After that point in the game, the tables turned a bit, and I was likely winning eventually. But I didn’t make the most of my chances, and things reached a peaceful end.

Once more unto the breach

On a whim, I decided to play in the Pittsburgh Summer Open this past weekend, having played very little chess of late, and very infrequently. I expected a great deal of rust, but I ended up playing well overall, and with a bit of luck on top I ended up scoring 2/3, and even with a performance rating (on this tiny sample of games) of 2391. The time control was G/60.

In the first round I had white against NM Nabil Feliachi. I played quietly, and figured I’d let him try to stir things up.

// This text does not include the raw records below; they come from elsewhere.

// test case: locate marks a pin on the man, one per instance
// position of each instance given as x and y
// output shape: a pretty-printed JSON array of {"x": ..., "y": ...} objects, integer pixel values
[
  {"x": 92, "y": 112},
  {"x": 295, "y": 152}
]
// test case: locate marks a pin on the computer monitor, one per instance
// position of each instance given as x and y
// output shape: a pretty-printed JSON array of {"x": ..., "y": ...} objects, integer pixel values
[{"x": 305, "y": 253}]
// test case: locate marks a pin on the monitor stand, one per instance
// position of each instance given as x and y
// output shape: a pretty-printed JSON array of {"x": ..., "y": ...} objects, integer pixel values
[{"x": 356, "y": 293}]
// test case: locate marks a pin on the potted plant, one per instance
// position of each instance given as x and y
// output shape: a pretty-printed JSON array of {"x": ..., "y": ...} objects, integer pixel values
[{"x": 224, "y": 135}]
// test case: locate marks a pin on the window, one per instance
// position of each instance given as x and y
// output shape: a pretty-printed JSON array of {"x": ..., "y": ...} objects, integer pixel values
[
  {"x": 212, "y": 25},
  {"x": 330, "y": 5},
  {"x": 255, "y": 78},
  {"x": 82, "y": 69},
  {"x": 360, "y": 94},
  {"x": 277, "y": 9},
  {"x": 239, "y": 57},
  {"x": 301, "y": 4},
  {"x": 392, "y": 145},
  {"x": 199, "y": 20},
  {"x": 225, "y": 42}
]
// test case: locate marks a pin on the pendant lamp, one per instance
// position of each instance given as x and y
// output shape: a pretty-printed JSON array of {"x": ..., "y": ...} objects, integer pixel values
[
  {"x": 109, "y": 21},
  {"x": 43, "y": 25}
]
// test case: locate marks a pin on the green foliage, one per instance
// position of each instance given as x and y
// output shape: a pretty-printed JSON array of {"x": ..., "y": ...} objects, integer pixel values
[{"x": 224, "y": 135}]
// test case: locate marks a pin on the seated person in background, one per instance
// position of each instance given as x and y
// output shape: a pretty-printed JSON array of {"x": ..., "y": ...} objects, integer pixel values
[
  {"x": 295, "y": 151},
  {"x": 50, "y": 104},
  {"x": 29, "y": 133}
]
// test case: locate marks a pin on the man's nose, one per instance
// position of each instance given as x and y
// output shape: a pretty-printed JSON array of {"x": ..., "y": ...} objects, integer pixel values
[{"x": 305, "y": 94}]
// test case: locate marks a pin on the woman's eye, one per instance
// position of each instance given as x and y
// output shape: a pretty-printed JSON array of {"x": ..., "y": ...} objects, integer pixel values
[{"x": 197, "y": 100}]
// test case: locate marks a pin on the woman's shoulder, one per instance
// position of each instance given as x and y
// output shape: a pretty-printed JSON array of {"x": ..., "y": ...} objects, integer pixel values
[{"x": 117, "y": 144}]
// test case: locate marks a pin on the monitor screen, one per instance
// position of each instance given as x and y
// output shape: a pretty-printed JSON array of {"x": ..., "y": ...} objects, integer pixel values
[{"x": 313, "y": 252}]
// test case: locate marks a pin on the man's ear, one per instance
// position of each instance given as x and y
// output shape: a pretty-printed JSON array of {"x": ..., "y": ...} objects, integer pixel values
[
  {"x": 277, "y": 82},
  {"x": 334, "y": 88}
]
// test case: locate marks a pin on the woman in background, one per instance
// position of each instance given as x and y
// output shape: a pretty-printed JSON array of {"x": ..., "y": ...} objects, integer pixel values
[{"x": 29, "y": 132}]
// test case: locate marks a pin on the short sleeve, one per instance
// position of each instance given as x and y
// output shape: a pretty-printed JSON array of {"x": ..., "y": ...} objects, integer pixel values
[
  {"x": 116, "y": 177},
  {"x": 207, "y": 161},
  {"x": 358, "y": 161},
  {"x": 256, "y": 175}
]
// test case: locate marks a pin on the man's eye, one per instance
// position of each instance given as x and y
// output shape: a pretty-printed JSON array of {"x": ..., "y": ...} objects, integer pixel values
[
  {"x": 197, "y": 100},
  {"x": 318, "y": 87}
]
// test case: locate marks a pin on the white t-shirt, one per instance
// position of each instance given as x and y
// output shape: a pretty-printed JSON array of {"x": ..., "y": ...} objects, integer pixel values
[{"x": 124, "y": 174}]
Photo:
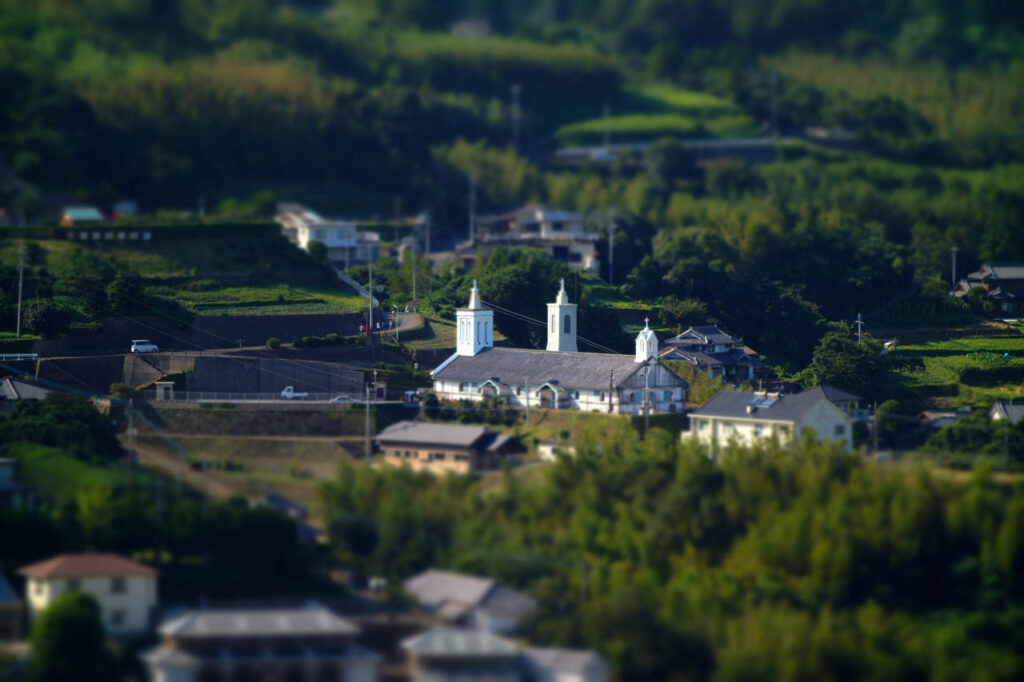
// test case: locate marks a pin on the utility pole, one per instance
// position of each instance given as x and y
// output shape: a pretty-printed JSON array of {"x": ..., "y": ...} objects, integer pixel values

The game was very balanced all the way to a heavy piece ending. During that final phase of the game, I played too passively and gave him a free hand trying to build up an initiative. I defended well until late in the game, when we were both getting low on time. At a certain point I was objectively lost, but swindled my way to a win.

My move 36.e4 is objectively unhelpful, and he could have simply replied 36…dxe4 and consolidated with his extra pawn. But practically, it ended up working well, as Nabil couldn’t quite switch gears from trying to attack. His response instead left the material level, and resulted in a situation where we each had dynamic possibilities. When he grabbed my a-pawn, it allowed me to create a mating net that necessitated him giving a perpetual. Unfortunately, he was still in “winning” mode, and his attempt to keep the game going ended up blundering mate in 1.

For round 2, I again had white, this time against near-master Evan Park, who is barely into double-digit age, a promising youngster who will end up very strong if he keeps at the game. The game transposed into the same position as the first game after 7.d4. Instead of Nabil’s misguided 7…Ne4, Evan played the solid 7…c6, and we had a similarly quiet game. Not too much happened through most of the game; I made motions toward building a big center, but Evan responded appropriately to keep that from happening. When he played 18…cxd4, I decided to switch positional gears by responding 19.exd4 instead of 19.Qxd4.

Both of our armies had been arranged for the position without the closed up d-file, but my sense was that my pieces were more ready to adapt to the new setting. However objectively accurate that sense was, at the very least Evan continued to spend more time thinking in the new scenario. I ended up with some nice positional chances, which I didn’t take full advantage of. We ended up in a level rook-and-bishop versus rook-and-knight endgame, where only Evan’s time trouble proved the decisive factor. He blundered a pawn, and in trying to salvage the situation with little time, ended up losing the knight instead.

So, very unexpectedly, I was on 2/2 coming into the last round, where I had to play black against the very strong NM Alex Heimann, who has a 2400+ USCF rating. We ended up in my pet Philidor Defense, and I was very happy with my position out of the opening. I mean, it was nothing special, but I had an objectively equal position with black, and one that (I thought) I was very comfortable playing. But shortly into the middlegame, I was a little too optimistic and picked the completely wrong plan (starting with 19…Bb7?), one which wasn’t tactically justified, for a reason I really had no business overlooking. It was bad enough that I was objectively lost in short order, and facing an attack that had no answer.

All in all, not a bad Saturday of chess. And in three games against master-level players, I managed to make only a handful of bad or questionable moves. I didn’t really deserve to score as well as I did, but that’s chess sometimes.